Perhaps that’s why, elsewhere, the story seems to be retreading familiar territory, in a desperate attempt to get back on track. But do we really need to see another Toy Story movie in which Woody is tempted to leave behind his old life and venture into pastures new, a la his flirtation with the Roundup Gang in Toy Story 2? Must the villain of the piece really be a toy who seems innocuous at first, but ends up being evil and won’t let Woody leave – Christina Hendricks’s Gabby Gabby here; Lots-o-Huggin’ Bear in Toy Story 3?
Perhaps Pixar is making use of smoke and mirrors here: teasing us with what appear to be recycled tropes before hitting us with a tale so original that we wonder how we ever doubted them.

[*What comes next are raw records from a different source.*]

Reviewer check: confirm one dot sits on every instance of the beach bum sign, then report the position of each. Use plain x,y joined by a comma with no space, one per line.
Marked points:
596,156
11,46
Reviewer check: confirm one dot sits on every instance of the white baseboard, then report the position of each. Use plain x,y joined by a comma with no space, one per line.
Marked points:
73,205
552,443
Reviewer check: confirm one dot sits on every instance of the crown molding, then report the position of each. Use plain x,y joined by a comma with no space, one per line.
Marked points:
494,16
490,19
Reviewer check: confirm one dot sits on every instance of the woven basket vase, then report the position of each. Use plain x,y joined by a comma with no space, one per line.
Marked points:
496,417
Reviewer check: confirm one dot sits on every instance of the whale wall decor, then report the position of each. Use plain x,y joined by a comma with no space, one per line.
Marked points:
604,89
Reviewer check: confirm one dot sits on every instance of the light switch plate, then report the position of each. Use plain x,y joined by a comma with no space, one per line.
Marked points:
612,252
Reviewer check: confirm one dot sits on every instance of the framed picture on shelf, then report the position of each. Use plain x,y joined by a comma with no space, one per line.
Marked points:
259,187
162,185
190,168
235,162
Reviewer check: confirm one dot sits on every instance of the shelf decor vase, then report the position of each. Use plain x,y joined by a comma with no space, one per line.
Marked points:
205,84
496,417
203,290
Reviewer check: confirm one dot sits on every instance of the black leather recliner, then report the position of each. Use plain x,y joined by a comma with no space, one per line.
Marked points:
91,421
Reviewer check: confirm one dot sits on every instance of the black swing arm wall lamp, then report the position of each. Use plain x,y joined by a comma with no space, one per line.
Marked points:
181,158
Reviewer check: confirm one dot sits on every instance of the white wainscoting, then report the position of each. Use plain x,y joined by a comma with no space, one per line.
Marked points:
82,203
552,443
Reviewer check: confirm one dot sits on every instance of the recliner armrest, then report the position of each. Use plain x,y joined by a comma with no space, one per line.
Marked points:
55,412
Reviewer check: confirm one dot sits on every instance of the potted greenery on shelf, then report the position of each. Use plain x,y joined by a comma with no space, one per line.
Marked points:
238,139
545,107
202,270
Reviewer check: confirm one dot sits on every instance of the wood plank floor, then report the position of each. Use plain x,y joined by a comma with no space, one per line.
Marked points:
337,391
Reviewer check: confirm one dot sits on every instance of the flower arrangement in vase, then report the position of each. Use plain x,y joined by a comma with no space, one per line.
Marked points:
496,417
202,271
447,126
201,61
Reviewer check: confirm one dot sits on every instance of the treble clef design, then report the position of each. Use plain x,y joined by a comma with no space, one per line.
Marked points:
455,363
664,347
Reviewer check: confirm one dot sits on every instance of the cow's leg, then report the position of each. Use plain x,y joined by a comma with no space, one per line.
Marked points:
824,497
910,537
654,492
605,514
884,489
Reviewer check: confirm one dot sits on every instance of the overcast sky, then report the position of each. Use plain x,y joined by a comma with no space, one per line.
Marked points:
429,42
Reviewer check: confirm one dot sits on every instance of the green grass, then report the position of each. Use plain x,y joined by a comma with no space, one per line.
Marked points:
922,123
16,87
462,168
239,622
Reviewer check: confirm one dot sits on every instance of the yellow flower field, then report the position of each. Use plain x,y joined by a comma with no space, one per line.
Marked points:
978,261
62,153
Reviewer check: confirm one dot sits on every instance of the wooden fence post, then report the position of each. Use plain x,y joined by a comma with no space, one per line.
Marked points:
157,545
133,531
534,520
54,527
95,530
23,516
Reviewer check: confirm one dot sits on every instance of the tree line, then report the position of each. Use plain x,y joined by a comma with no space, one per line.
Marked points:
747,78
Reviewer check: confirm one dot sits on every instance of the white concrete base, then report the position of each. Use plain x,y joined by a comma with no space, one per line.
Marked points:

Perhaps.
Intriguingly, Toy Story 4 was originally tipped to be a standalone sequel that would bid farewell to Woody, Buzz et al. But that was back when Lasseter was in line to return as director. Since then the Pixar creative head honcho has left the company he founded after being embroiled in a sexual harassment scandal, leaving Inside Out screenwriter Josh Cooley to pick up the reins.
That Pixar has gone back to basics with the fourth instalment is perhaps unsurprising, given the project’s difficult history. And the studio has turned round troubled projects in the past: the Oscar-winning Brave lost a director and went through radical story changes before finally emerging as a barnstorming medieval fantasy in 2012; The Good Dinosaur fell only just short of greatness after following a similar path to production in 2015. So there’s hope left yet that Toy Story isn’t jumping the spork this time around.